Continuer de Laurent Mauvignier. Le verbe à l’infinitif donne la tonalité du récit. L’auteur nous propose un voyage initiatique, cinématographique, un roman d’aventure et d’amour.
L’incipit ? Une scène d’action en Asie centrale : des voleurs attaquent une mère et son fils. Un couple les sauvent et les hébergent. S’ensuit la traversée d’un marais, dans lequel leurs chevaux s’embourbent, manquent de mourir.
Tout le long du récit, les mots de l’auteur sont haletants, généreux, débordants, d’une intensité cinématographique. Plans-séquences comme dans un western. Le discours indirect, l’emploi du monologue intérieur restituent précisément les sentiments.
Par des allers-retours entre présent et passé, on comprend qu’un instinct de survie a poussé Sybille à sauver son fils, ado perturbé, et à se sauver elle-même. Elle qui traînait sa déprime, alcoolique et sans désir en France, elle a imposé un projet insensé : un trek à cheval dans les montagnes du Kirghizistan. L’expédition de la dernière chance. L’énergie du désespoir. Le dépaysement et le mouvement permettent-il de se réparer ? De se réconcilier ? De rétablir le lien filial ?

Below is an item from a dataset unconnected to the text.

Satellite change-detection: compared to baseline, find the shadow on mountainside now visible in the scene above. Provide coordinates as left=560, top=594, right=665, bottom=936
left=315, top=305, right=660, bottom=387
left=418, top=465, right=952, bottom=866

Colère et peur de se diluer en l’autre, de devenir l’autre
« Continuer » est un touchant double portrait qui se dessine à travers le regard croisé du fils sur la mère, et inversement. Regard qui s’adoucit, paradoxalement, au contact d’un monde rude, sauvage, révélant sous la dépression de Sibylle une femme idéaliste capable de soulever des montagnes, et derrière le crâne rasé de Samuel, douceur et sensibilité. Jusque-là, la colère et la peur « de se diluer en l’autre, de devenir l’autre », animaient Samuel. Tenté par l’extrémisme, il idéalisait un père absent et jugeait sévèrement sa mère (pour fuir un climat incestuel ?). Victime de la mésentente de ses parents, d’un jeu pervers inconscient, réduit à un enfant-objet (de chantage).
La beauté du monde a un pouvoir de transformation. « Et c’est comme s’ils voyaient le ciel étoilé pour la première fois, tant il semble vaste, large, profond, réellement infini ». S’occuper des chevaux rapproche Samuel de sa mère « il la regarde avec l’envie de lui sourire – et peut-être même que depuis tout à l’heure il lui sourit vraiment, comme un fils peut sourire à sa mère, avec pudeur et amour, avec une forme de tendresse et de complicité qui se passe de mots parce qu’elle les contient tous dans le secret d’un sentiment qui les dépasse ». Il comprendra que Sybille n’est pas seulement une mère, elle est aussi une femme.
Petit à petit, par bribes, l’histoire de vie de Sybille se précise. Ambitions, amours, drames, déceptions, renoncements.
Lors d’une pause au bord d’un lac, Sibylle contemple le corps de son fils endormi. Elle dessine « une caresse qu’elle n’ose pas faire pour ne pas le réveiller ». Et plus tard, Samuel près de sa mère à l’hôpital n’ose pas la toucher « pas encore » et se contente d’écouter son soufflle. De même, Sybille avait « osé » écouter la musique de son fils ? (Heroes de Bowie). Samuel « ose » lire son carnet de voyage.
La dernière partie du roman est une conclusion/résolution : mère et fils ont conjuré leurs angoisses existentielles. « Aller vers les autres c’est pas renoncer à soi ». Telle est la leçon que Samuel aura comprise et, ainsi, il va murmurer à sa mère son envie de continuer le voyage avec elle.